Duração máxima do benefício ou cota
menos de 21 (vinte e um) anos 3 (três) anos
entre 21 (vinte e um) e 26 (vinte e seis) anos 6 (seis) anos
entre 27 (vinte e sete) e 29 (vinte e nove) anos 10 (dez) anos
entre 30 (trinta) e 40 (quarenta) anos 15 (quinze) anos
entre 41 (quarenta e um) e 43 (quarenta e três) anos 20 (vinte) anos
a partir de 44 (quarenta e quatro) anos Vitalício

 Se cônjuge ou companheiro for inválido ou com deficiência, seu direito à percepção do auxílio-reclusão perdura enquanto durar seu estado de invalidez ou deficiência. Se ocorrer a cessação da invalidez ou o afastamento da deficiência, o direito à percepção da pensão do cônjuge ou companheiro cessa, respeitados os períodos mínimos decorrentes da aplicação das alíneas “a”, “b” e “c”.

O tempo de contribuição a Regime Próprio de Previdência Social (RPPS) será considerado na contagem das 18 (dezoito) contribuições mensais de que tratam as alíneas “a”, “b” e “c”.

Tal como ocorre na pensão por morte, o direito ao recebimento do auxílio-reclusão também é peculiar em razão da possibilidade de múltiplos dependentes. Assim, caso haja apenas um dependente, a perda do seu direito leva à extinção do auxílio-reclusão. Caso existam dois ou mais dependentes (da mesma classe), a perda do direito de um acarreta na reversão de sua cota ao(s) outro(s). A perda do direito do último beneficiário acarreta na extinção do auxílio-reclusão. Por isso é que, em relação aos beneficiários, se fala em cessação do direito à percepção de cada cota individual.

Renda Mensal Inicial (RMI)

O valor mensal do auxílio-reclusão será de cem por cento do valor da aposentadoria por invalidez que o segurado teria direito se estivesse aposentado por invalidez na data da seu prisão.

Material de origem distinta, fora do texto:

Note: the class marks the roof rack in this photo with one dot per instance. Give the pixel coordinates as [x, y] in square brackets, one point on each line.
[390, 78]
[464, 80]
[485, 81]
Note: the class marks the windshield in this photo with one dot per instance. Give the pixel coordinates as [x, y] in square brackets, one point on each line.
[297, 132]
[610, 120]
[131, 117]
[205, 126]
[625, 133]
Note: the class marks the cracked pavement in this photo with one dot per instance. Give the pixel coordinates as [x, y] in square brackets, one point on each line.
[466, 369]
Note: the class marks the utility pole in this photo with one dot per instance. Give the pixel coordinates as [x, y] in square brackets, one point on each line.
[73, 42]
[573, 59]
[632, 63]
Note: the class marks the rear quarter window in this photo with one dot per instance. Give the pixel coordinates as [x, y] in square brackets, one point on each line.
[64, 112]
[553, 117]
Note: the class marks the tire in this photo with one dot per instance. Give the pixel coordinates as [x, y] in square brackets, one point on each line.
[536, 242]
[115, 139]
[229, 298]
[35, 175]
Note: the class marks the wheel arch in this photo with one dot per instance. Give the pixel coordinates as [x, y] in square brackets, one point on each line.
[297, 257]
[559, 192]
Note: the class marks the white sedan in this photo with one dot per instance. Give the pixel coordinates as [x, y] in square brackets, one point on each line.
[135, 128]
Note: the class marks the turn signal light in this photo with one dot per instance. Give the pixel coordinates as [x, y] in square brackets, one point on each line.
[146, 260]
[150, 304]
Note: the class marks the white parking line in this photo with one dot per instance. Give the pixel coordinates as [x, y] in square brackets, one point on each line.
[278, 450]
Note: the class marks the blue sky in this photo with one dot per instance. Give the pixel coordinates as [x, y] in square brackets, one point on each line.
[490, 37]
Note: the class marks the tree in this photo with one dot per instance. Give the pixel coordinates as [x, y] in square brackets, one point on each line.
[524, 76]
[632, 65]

O valor da pensão por morte devida aos dependentes do segurado recluso que, nessa condição, exercia atividade remunerada será obtido mediante a realização de cálculo com base no novo tempo de contribuição e salários-de-contribuição correspondentes, neles incluídas as contribuições recolhidas enquanto recluso, facultada a opção pela pensão com valor correspondente ao do auxílio-reclusão.

No caso dos segurados especiais, o benefício será no valor de 1 (um) salário-mínimo.

Simulação ou fraude no casamento ou na união estável

O cônjuge, o companheiro ou a companheira perde o direito ao auxílio-reclusão se comprovada, a qualquer tempo, simulação ou fraude no casamento ou na união estável, ou a formalização desses com o fim exclusivo de constituir benefício previdenciário, apuradas em processo judicial no qual será assegurado o direito ao contraditório e à ampla defesa.

Um comentário em “34. Auxílio-Reclusão”

  1. Bom dia!
    Deixo registrado meu sincero elogio a esta obra a que tive acesso, por meio do Dr. Álvaro Simões Maestrini, juiz substituto dá 3 ° Vara Federal dá Subseção de Governador Valadares/MG, com quem trabalho como assessora.
    É um livro ao mesmo tempo prático e denso, qualidades indispensáveis para o aplicador do Direito, sobretudo nos juizados especiais, pelo volume de trabalho.
    Sugiro a produção de livros digitais para outras matérias, tais como direito tributário e administrativo, que serão de grande valia.
    Parabéns e aguardo pela publicação de mais obras!